Consider that a 6.0 earthquake releases about the same amount of energy as 6,270 tons of TNT – energy that is spread out in waves along the ground. When an earthquake hits a water tank, the steel structure shakes and the water inside begins to slosh around. To assure that the water contained inside tank is available to serve emergency needs in the aftermath of the earthquake, the tank must be able to withstand the combined impact of the ground shaking and the wave inside the tank crashing against its walls and roof. It’s no small task.
To ensure the safety of Californians and to protect the environment, the California Accidental Release Prevention program (CalARP) has issued guidelines regarding design parameters for water storage tanks. CalARP’s solution, which has become the standard across the state, was to require that tanks be constructed in such a way that sloshing waves are completely contained within the tank’s freeboard (the space between the water surface and the roof).

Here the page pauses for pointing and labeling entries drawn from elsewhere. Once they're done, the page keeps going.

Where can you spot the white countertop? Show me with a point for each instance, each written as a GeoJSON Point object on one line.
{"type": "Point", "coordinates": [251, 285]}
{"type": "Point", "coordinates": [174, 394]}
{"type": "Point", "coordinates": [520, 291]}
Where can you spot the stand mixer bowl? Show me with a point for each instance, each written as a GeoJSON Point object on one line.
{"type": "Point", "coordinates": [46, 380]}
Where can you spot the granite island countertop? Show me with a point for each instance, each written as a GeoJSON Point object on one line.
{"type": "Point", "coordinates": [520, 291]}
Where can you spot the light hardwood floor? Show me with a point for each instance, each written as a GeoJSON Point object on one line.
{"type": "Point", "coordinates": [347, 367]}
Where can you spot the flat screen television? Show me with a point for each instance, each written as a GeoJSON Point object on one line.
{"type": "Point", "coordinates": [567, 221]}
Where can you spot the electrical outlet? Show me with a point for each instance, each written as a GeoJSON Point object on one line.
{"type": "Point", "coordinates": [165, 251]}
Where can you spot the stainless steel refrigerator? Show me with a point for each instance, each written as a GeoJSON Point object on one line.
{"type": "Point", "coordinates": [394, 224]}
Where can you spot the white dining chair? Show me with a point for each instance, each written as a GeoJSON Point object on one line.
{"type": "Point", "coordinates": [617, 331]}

Unfortunately, in the case of potable water, this solution has undesirable side effects on water quality, system capacity, and corrosion prevention.
Of course, where there’s room for improvement, there are bound to be engineers somewhere doing calculations.

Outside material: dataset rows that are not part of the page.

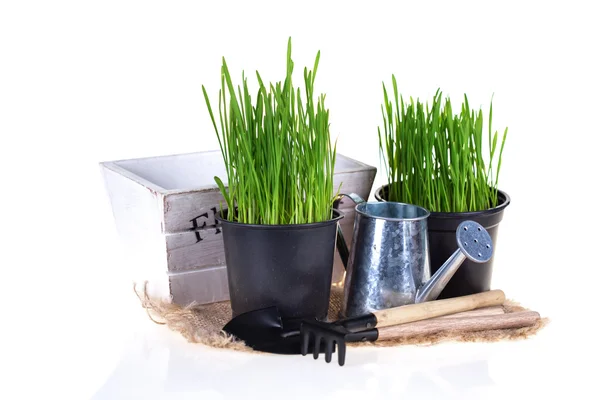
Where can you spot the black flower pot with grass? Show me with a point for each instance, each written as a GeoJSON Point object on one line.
{"type": "Point", "coordinates": [437, 158]}
{"type": "Point", "coordinates": [288, 266]}
{"type": "Point", "coordinates": [279, 159]}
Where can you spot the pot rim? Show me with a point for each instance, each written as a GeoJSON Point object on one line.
{"type": "Point", "coordinates": [338, 215]}
{"type": "Point", "coordinates": [454, 214]}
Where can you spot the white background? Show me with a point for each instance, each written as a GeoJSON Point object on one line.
{"type": "Point", "coordinates": [85, 82]}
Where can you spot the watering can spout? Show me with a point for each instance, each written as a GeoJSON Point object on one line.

A team at Civiltec Engineering is currently working on a better solution to the challenge of designing for seismic forces in water storage tanks. Lead by engineer Anthony Herda, P.E., their innovation will reduce construction materials, improve water quality, maximize system capacity, and reduce corrosion, all while satisfying the established CalARP requirements for water tank integrity. In addition, the design approach applies to retrofit of existing water tanks resulting in a longer infrastructure life cycle, lower maintenance costs and maximization of storage capacity.
A cylindrical steel potable water tank with the new specifications has already been implemented in California, and has been tentatively approved by the California Department of Public Health pending final design. The eventual owner of the tank plans to incorporate the approach into their official design standards for all future water storage tank construction.
Mr. Herda was invited to present his white paper on this innovative design approach (titled “Approach to Cylindrical Steel Tank Design to Accommodate Sloshing Effects”) at ASCE’s World Environmental and Water Resources Congress 2013 at the Duke Energy Convention Center in Cincinnati, Ohio this past May
As water travels ever-increasing distances to Southern California, its storage and preservation is becoming more and more important. Given that 70% of California’s population lives within 30 miles of a fault where significant seismic activity could occur in the next 50 years, new water tanks throughout the state in the coming years are likely to include Civiltec’s innovative design approach.